質問?詩織に俺に聞きたいことなんかがあるのか…
「構わないよ」
俺は彼女の質問に同意する。
彼女は一拍置いて話を始めた。
「あんたさ、サイコメトリーの力を無くしてるんじゃない?」
「…」
俺は彼女のいきなりの言葉のトーンに黙ってしまった。
彼女の言葉は今までの言葉より、ドスがきいている感じの言葉で、全身を震わせるものだった。
しかも、今まで俺を呼ぶ時は、『志希君』と呼んでいたのに、いきなりの、『あんた』である。
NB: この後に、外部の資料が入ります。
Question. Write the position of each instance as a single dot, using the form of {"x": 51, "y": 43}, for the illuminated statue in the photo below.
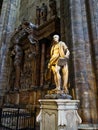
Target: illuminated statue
{"x": 58, "y": 63}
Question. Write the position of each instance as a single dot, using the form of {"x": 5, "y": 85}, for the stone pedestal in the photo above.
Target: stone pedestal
{"x": 60, "y": 114}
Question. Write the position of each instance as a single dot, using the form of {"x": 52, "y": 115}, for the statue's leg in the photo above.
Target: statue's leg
{"x": 65, "y": 78}
{"x": 57, "y": 77}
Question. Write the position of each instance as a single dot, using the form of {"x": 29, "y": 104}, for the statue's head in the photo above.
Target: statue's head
{"x": 56, "y": 38}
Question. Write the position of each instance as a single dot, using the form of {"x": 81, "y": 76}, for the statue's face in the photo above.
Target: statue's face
{"x": 56, "y": 38}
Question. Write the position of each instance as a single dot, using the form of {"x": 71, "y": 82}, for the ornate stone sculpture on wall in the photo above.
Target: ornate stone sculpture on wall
{"x": 19, "y": 41}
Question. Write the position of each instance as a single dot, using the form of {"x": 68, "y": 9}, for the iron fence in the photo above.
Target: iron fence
{"x": 17, "y": 119}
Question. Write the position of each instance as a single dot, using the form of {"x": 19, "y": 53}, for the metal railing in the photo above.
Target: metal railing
{"x": 17, "y": 119}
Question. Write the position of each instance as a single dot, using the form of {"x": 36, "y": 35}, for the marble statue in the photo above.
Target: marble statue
{"x": 58, "y": 64}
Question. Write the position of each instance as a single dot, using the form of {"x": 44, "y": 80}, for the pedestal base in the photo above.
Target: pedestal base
{"x": 60, "y": 114}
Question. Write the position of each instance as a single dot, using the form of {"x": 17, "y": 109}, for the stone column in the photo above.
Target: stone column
{"x": 84, "y": 78}
{"x": 93, "y": 27}
{"x": 8, "y": 18}
{"x": 59, "y": 114}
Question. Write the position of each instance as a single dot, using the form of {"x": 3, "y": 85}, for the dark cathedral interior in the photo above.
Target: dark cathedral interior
{"x": 26, "y": 31}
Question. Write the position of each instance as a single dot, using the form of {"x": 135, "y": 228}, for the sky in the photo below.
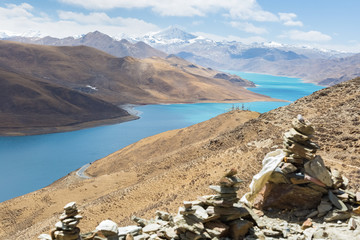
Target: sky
{"x": 326, "y": 24}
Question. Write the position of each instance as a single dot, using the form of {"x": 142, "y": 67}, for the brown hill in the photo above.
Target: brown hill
{"x": 87, "y": 73}
{"x": 31, "y": 106}
{"x": 101, "y": 41}
{"x": 159, "y": 172}
{"x": 119, "y": 80}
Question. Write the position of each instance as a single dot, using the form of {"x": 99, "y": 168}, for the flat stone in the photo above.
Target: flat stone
{"x": 357, "y": 194}
{"x": 299, "y": 180}
{"x": 303, "y": 127}
{"x": 337, "y": 215}
{"x": 129, "y": 237}
{"x": 320, "y": 234}
{"x": 316, "y": 168}
{"x": 108, "y": 228}
{"x": 258, "y": 221}
{"x": 232, "y": 181}
{"x": 200, "y": 212}
{"x": 153, "y": 227}
{"x": 132, "y": 229}
{"x": 307, "y": 224}
{"x": 242, "y": 212}
{"x": 292, "y": 159}
{"x": 356, "y": 210}
{"x": 186, "y": 211}
{"x": 70, "y": 206}
{"x": 231, "y": 172}
{"x": 165, "y": 216}
{"x": 216, "y": 229}
{"x": 271, "y": 233}
{"x": 312, "y": 214}
{"x": 278, "y": 177}
{"x": 317, "y": 188}
{"x": 302, "y": 151}
{"x": 308, "y": 233}
{"x": 337, "y": 202}
{"x": 297, "y": 136}
{"x": 239, "y": 228}
{"x": 142, "y": 237}
{"x": 323, "y": 208}
{"x": 221, "y": 189}
{"x": 170, "y": 233}
{"x": 44, "y": 237}
{"x": 290, "y": 196}
{"x": 288, "y": 168}
{"x": 352, "y": 224}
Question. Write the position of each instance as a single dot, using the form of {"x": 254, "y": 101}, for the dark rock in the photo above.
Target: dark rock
{"x": 290, "y": 196}
{"x": 216, "y": 229}
{"x": 239, "y": 228}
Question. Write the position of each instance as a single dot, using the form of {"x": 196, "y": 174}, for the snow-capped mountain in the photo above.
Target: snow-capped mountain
{"x": 170, "y": 35}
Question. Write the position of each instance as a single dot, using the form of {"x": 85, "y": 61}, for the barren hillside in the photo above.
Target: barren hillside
{"x": 78, "y": 78}
{"x": 159, "y": 172}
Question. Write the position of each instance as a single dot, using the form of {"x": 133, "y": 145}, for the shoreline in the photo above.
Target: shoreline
{"x": 130, "y": 108}
{"x": 20, "y": 132}
{"x": 304, "y": 80}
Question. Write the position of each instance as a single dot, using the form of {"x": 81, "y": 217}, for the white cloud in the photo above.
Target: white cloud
{"x": 288, "y": 19}
{"x": 248, "y": 27}
{"x": 310, "y": 36}
{"x": 20, "y": 19}
{"x": 236, "y": 9}
{"x": 219, "y": 38}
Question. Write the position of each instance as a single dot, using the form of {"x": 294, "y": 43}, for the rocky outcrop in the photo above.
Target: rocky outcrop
{"x": 295, "y": 196}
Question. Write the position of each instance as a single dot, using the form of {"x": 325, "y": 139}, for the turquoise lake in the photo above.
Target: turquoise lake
{"x": 33, "y": 162}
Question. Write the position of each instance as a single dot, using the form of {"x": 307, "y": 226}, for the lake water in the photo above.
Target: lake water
{"x": 33, "y": 162}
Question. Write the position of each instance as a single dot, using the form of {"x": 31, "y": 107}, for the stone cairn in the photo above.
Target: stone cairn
{"x": 66, "y": 228}
{"x": 302, "y": 181}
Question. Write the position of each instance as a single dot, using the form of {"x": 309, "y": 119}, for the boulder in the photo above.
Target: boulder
{"x": 290, "y": 196}
{"x": 336, "y": 215}
{"x": 239, "y": 228}
{"x": 337, "y": 202}
{"x": 44, "y": 237}
{"x": 132, "y": 229}
{"x": 216, "y": 229}
{"x": 316, "y": 168}
{"x": 303, "y": 127}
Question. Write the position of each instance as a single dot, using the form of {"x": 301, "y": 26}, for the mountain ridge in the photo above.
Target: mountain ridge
{"x": 89, "y": 72}
{"x": 159, "y": 172}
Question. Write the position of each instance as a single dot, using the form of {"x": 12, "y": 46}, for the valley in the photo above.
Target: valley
{"x": 51, "y": 89}
{"x": 161, "y": 171}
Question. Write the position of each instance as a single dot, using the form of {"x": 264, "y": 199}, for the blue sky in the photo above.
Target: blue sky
{"x": 328, "y": 24}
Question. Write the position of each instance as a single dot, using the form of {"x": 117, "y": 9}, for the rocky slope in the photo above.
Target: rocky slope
{"x": 98, "y": 40}
{"x": 29, "y": 106}
{"x": 70, "y": 76}
{"x": 159, "y": 172}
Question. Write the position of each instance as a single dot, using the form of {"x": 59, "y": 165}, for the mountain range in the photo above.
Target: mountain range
{"x": 162, "y": 171}
{"x": 47, "y": 87}
{"x": 320, "y": 66}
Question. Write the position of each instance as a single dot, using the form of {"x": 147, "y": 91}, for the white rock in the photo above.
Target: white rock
{"x": 352, "y": 225}
{"x": 44, "y": 237}
{"x": 70, "y": 205}
{"x": 108, "y": 226}
{"x": 132, "y": 229}
{"x": 153, "y": 227}
{"x": 200, "y": 212}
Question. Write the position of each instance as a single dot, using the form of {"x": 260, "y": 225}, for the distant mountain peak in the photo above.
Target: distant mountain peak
{"x": 173, "y": 32}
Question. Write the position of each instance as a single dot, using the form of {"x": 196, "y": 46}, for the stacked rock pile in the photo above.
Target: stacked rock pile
{"x": 66, "y": 228}
{"x": 302, "y": 181}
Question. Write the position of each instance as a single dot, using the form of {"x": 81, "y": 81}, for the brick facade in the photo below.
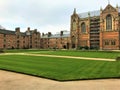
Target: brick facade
{"x": 97, "y": 29}
{"x": 102, "y": 29}
{"x": 18, "y": 40}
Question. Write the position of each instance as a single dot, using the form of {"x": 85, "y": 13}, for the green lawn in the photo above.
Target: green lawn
{"x": 59, "y": 68}
{"x": 93, "y": 54}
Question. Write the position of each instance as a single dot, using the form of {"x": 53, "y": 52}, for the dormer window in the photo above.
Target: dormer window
{"x": 83, "y": 27}
{"x": 109, "y": 23}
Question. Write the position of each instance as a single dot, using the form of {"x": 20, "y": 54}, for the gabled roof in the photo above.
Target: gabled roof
{"x": 3, "y": 31}
{"x": 92, "y": 13}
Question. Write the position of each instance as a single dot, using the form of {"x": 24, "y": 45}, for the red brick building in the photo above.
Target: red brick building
{"x": 18, "y": 40}
{"x": 59, "y": 41}
{"x": 96, "y": 29}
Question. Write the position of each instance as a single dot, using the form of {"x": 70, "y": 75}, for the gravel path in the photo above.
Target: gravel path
{"x": 15, "y": 81}
{"x": 85, "y": 58}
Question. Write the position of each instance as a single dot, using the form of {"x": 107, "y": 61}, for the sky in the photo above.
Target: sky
{"x": 45, "y": 15}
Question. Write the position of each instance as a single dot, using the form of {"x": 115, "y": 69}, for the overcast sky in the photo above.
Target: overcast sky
{"x": 45, "y": 15}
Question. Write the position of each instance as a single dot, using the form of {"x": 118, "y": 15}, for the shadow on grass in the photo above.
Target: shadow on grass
{"x": 116, "y": 77}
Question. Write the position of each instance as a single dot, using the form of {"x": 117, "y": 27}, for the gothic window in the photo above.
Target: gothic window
{"x": 109, "y": 22}
{"x": 106, "y": 42}
{"x": 83, "y": 27}
{"x": 113, "y": 42}
{"x": 74, "y": 25}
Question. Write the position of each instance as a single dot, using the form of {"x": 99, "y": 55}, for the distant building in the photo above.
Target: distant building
{"x": 96, "y": 29}
{"x": 56, "y": 41}
{"x": 18, "y": 40}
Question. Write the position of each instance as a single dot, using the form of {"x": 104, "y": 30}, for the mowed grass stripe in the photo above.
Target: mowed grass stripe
{"x": 92, "y": 54}
{"x": 59, "y": 68}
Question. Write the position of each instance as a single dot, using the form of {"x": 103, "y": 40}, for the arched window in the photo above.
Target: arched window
{"x": 83, "y": 27}
{"x": 109, "y": 22}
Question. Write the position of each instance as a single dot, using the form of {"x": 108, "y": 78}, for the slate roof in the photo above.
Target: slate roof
{"x": 92, "y": 13}
{"x": 3, "y": 31}
{"x": 57, "y": 35}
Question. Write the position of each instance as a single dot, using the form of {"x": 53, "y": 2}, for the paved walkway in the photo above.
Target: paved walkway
{"x": 85, "y": 58}
{"x": 14, "y": 81}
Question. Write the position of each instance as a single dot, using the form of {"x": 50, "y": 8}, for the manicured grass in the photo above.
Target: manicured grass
{"x": 93, "y": 54}
{"x": 61, "y": 69}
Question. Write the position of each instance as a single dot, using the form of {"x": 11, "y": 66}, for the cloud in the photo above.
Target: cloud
{"x": 44, "y": 14}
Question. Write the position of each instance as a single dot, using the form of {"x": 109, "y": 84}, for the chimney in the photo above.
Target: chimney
{"x": 43, "y": 34}
{"x": 49, "y": 34}
{"x": 17, "y": 29}
{"x": 28, "y": 29}
{"x": 61, "y": 33}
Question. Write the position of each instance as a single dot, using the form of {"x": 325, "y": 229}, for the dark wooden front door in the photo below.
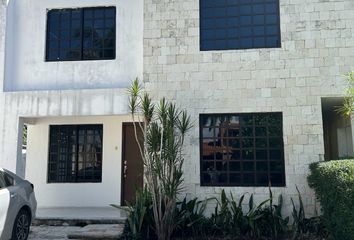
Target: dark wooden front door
{"x": 132, "y": 164}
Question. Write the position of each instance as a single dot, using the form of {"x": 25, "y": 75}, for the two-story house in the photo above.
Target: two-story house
{"x": 260, "y": 78}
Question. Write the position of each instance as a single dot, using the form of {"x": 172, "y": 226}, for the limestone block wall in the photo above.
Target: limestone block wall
{"x": 317, "y": 48}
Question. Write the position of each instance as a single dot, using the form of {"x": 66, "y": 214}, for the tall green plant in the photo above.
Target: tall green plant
{"x": 348, "y": 104}
{"x": 164, "y": 127}
{"x": 139, "y": 214}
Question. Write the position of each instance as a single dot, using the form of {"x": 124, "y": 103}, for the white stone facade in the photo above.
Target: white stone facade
{"x": 317, "y": 48}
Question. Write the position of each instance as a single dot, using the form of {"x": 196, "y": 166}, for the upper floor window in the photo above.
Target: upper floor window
{"x": 81, "y": 34}
{"x": 243, "y": 149}
{"x": 239, "y": 24}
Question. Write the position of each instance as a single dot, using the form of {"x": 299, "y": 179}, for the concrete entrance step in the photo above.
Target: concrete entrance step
{"x": 97, "y": 232}
{"x": 79, "y": 216}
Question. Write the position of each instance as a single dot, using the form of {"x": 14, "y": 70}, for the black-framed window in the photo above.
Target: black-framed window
{"x": 239, "y": 24}
{"x": 75, "y": 153}
{"x": 81, "y": 34}
{"x": 243, "y": 149}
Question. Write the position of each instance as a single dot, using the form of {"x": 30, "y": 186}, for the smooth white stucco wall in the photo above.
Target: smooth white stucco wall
{"x": 26, "y": 69}
{"x": 76, "y": 194}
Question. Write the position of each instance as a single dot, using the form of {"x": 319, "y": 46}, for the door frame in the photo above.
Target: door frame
{"x": 122, "y": 201}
むしろ、今までが表の人格で、今、裏の人格にチェンジしたとも思えるほどに…。
サイコメトリー 人の心を読んだり、物体にある残留思念を読み取る能力だ。
俺は、サイコメトリーの能力をもっていた。
それは、彼女も知っている。
だが、俺は今その能力を使うことができないのだ。
俺も理由は分からない。でも、突然使えなくなってしまったのだ。
しかも、それを彼女には伝えていない…。
なんで、知ってるんだよ…。
「…どうしてそう思う?」
俺は彼女を睨みながらそう言った。
彼女は少し声を出して笑った後にこう言った。
「あんたが、私が心に抱えてる物を見たら…発狂でもしそうだからね」
「抱えてる物…」
彼女が抱えてる物なんて、想像もできなかった。
彼女は、裏人格とゆう、いわば他の人には存在しない人格があるのだ。
そして、両親を殺してもいる。
そんな、彼女の心の中なんて、悪いけど見たくない。
「で、どうなの?能力はもうないの?それとも、私の心の中でも見て、楽しんでんの?」
彼女は俺を、人を殺すかのように睨んできた。
…これは、俺も言うべきなのかな…。
「…確かに、俺の能力は無くなってしまったよ…」
俺がそう言うと、ホッとしたようで、胸を撫で下ろしていた。
そして、さっきまでの 三ノ宮詩織のように、こちらを笑いながら見ていた。
「そう!それなら、よかったー!じゃ、私帰るから!バイバイ、志希君♪」
彼女はこちらを向いて、俺の手を離してから、手を振ってそのまま、夜道に消えていった。
そして、俺はまたの彼女の変わりように、唖然としつつその場に立っていた。